CA: A Cancer Journal for Clinicians
- Discipline: Oncology
- Language: English
- Edited by: Don S. Dizon

Publication details
- History: 1950–present
- Publisher: Wiley-Blackwell for the American Cancer Society
- Frequency: Bimonthly
- Open access: Yes
- Impact factor: 254.7 (2022)

Standard abbreviations
- ISO 4: CA: Cancer J. Clin.

Indexing
- CODEN: CAMCAM
- ISSN: 0007-9235 (print) 1542-4863 (web)
- LCCN: 55030061
- OCLC no.: 1044790

Links
- Journal homepage; Online access; Online archive;

= CA (journal) =

Bimonthly medical journal

CA: A Cancer Journal for Clinicians is a bimonthly peer-reviewed medical journal published for the American Cancer Society by Wiley-Blackwell. The journal was established in 1950 and covers aspects of cancer research on diagnosis, therapy, and prevention. The editor-in-chief is Don S. Dizon.

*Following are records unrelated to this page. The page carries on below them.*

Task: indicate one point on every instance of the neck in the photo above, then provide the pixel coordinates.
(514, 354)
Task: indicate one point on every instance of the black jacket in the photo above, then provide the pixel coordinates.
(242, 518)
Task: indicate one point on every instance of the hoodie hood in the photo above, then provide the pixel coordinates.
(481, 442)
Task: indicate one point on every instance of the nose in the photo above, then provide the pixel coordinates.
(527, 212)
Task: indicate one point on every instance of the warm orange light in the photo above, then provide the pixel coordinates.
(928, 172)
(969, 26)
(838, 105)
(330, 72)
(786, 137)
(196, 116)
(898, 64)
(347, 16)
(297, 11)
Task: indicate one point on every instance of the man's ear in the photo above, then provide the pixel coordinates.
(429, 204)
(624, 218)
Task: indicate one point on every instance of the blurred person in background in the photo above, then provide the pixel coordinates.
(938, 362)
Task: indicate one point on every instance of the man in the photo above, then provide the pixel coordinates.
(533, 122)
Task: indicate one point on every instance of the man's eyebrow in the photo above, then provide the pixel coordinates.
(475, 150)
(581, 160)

== Abstracting and indexing ==
The journal is abstracted and indexed in:

- CINAHL
- Current Contents/Clinical Medicine
- EMBASE
- MEDLINE
- ProQuest
- Science Citation Index
- Scopus
- VINITI

== Journal Rankings ==
The following table provides an overview of the latest rankings of CA: A Cancer Journal for Clinicians across major scientific indexing databases, highlighting its top position in multiple subject areas.

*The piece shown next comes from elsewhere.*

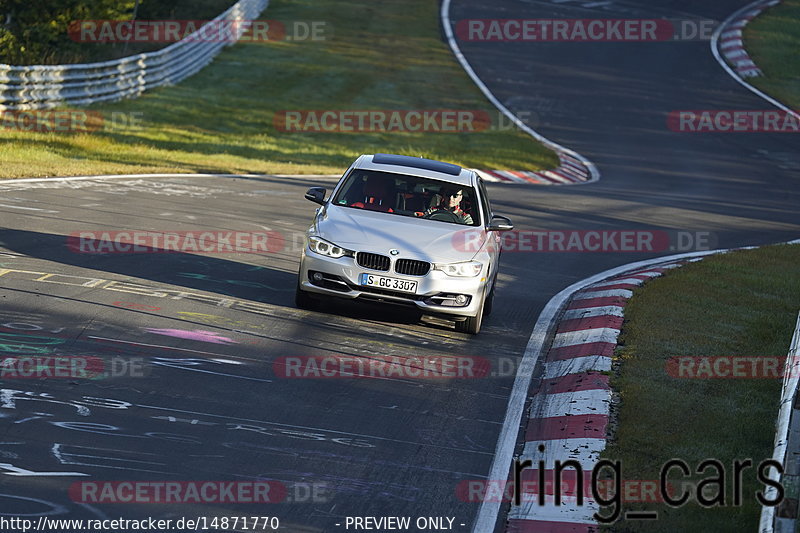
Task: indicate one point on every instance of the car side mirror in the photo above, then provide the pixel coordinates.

Journal Ranking Summary (2023)
| Source | Category | Rank | Percentile | Quartile |
| Scopus | Oncology in Medicine | 1/404 | 99.75 | Q1 |
| Hematology in Medicine | 1/137 | 99.27 | Q1 |
| IF (Web of Science) | Oncology | 1/322 | 99.80 | Q1 |
| JCI (Web of Science) | Oncology | 1/322 | 99.69 | Q1 |

According to the Journal Citation Reports, the journal has a 2022 impact factor of 254.7, ranking it first among all journals in the database.

The journal publishes a mix of comprehensive review articles, clinical guidelines, statistical reports, and other educational content aimed at informing cancer care professionals about advances in diagnosis, treatment, and prevention.